Neovascular/Wet AMD
Wet AMD, prevailed in population over the age of 60, accounts for 15% of all AMD cases. The disease progresses fast due to the leaky and abnormal outgrowth of choroidal vessels beneath the retina. Permanent vision loss could be resulted if proper medical intervention is not introduced. According to the WHO, there are 30 millions of wet AMD patients worldwide in 2022, and will be approaching 36 millions in 2030
a.。
Standard treatments for wet AMD include Laser surgeries and Intravitreal (IVT) injections of anti-VEGF antibodies.
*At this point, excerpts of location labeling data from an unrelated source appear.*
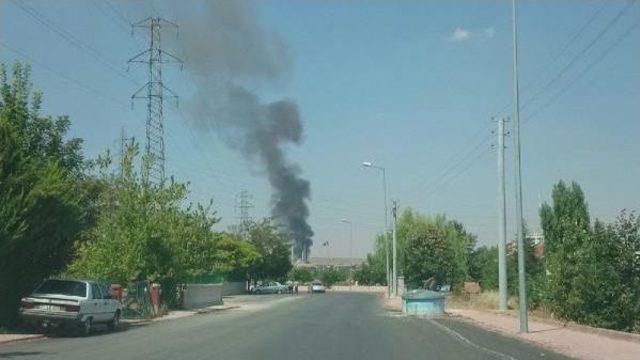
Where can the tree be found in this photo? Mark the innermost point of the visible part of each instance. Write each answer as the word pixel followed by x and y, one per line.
pixel 274 248
pixel 41 202
pixel 301 274
pixel 436 248
pixel 372 271
pixel 483 267
pixel 566 228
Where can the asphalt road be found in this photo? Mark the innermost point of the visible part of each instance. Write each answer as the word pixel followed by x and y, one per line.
pixel 322 326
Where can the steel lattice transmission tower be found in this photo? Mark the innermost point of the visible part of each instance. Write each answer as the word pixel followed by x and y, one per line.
pixel 155 57
pixel 245 204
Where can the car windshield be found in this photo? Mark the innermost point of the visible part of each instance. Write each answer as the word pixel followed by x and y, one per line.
pixel 321 179
pixel 63 287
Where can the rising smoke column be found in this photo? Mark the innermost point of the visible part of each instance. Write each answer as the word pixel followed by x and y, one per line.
pixel 227 53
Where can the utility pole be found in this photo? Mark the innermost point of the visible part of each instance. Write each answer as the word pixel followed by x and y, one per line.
pixel 154 57
pixel 394 212
pixel 386 222
pixel 245 204
pixel 502 221
pixel 386 231
pixel 522 289
pixel 123 149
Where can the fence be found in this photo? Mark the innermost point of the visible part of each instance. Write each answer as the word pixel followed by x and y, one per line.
pixel 136 300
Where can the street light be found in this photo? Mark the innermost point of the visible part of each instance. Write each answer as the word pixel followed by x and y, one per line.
pixel 386 223
pixel 350 248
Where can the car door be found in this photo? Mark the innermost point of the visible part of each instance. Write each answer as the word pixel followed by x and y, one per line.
pixel 110 305
pixel 97 301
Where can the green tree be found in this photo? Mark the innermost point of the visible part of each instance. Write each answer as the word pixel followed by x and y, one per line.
pixel 566 228
pixel 41 202
pixel 332 275
pixel 301 274
pixel 483 267
pixel 436 248
pixel 372 271
pixel 274 248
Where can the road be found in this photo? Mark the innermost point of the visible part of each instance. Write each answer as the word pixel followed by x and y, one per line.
pixel 322 326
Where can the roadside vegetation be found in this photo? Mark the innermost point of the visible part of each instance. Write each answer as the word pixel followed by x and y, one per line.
pixel 64 215
pixel 589 271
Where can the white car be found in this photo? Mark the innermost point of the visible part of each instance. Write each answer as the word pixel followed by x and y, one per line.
pixel 71 303
pixel 317 287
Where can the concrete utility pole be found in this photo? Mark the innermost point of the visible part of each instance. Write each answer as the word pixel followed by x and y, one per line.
pixel 123 149
pixel 244 204
pixel 386 222
pixel 350 248
pixel 154 57
pixel 394 212
pixel 522 289
pixel 502 221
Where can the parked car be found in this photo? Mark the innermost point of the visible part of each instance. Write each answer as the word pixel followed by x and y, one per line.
pixel 317 287
pixel 75 304
pixel 269 287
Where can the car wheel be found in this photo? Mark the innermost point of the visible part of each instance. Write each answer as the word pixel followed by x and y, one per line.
pixel 86 327
pixel 113 324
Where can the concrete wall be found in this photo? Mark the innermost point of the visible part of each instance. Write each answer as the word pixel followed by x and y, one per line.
pixel 201 295
pixel 234 288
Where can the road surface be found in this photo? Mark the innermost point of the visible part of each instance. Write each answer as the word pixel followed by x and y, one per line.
pixel 320 326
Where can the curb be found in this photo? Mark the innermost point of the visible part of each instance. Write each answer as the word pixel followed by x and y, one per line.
pixel 26 337
pixel 612 334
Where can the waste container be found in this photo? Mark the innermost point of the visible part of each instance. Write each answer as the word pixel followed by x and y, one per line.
pixel 423 302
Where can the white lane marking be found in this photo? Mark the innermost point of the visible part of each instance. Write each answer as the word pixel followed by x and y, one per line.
pixel 464 340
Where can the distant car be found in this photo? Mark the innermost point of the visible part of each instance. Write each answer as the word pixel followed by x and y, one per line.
pixel 270 287
pixel 317 287
pixel 71 303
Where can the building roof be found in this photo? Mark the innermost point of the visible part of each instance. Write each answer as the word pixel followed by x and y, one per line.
pixel 332 261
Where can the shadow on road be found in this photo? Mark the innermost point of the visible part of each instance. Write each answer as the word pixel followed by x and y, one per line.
pixel 13 354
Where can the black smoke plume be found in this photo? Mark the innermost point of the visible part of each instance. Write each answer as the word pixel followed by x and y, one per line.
pixel 227 53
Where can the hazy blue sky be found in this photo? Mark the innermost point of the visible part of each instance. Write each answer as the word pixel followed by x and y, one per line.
pixel 409 85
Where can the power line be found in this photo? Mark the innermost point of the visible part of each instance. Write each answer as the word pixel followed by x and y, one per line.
pixel 63 76
pixel 616 18
pixel 70 38
pixel 155 89
pixel 588 68
pixel 581 53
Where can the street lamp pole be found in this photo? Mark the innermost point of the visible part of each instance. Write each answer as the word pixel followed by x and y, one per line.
pixel 350 248
pixel 522 288
pixel 386 221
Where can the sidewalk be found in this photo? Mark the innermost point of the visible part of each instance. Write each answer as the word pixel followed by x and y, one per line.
pixel 9 338
pixel 577 341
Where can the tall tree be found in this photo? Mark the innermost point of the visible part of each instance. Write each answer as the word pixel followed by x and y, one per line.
pixel 274 247
pixel 41 203
pixel 566 228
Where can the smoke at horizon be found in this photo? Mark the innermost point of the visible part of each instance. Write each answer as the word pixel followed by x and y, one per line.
pixel 226 52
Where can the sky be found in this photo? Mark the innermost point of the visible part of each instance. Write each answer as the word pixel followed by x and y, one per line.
pixel 412 86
IVT injections, although a common procedure, are often costy and very much a office-based procedure performed only by a physician. Patients will be stressed by the needles and the repeated visit schedule for injections. AEs following IVT like injection site pain, bleeding, inflammation or infection are constantly reported. In some severe cases of adverse events, retinal detachment, uprising IOP, or cataract formation are also possible.
Apparently, a novel way of topical ocular delivery of anti-VEGF treatment is not only technically feasible, but also fits patients’ expectation well.
Ref:
a. World report on vision. Geneva: WHO; 2019.
MG-O-1002 for nAMD
MG-O-1002 eye drops is a 505b2 type of product. Its active ingredient has been clinically-confirmed with clear anti-VEGF effect, and with no reported corneal toxicity in animal studies. The unique drug product formulation is special designed and tested to deliver enough drug to the targeted lesion sites in the posterior segments of the eyes.
Some of the Unique Product Features of MG-O-1002 Eye Drops:
- Repurposing drug, the API has been approved in mainstream countries for years and proved to be safe and effective for human use.
- Will soon be the First “Eye Drops” formulation ever be brought into wet AMD market for patients’ ease of use and overall therapeutic benefit.
- Patented formulation, great for monotherapy or for at home maintenance phase of current standard IVT treatment.
MG-O-1002 eye drops is targeting
2022/Q3 for its Phase I/II study in patients.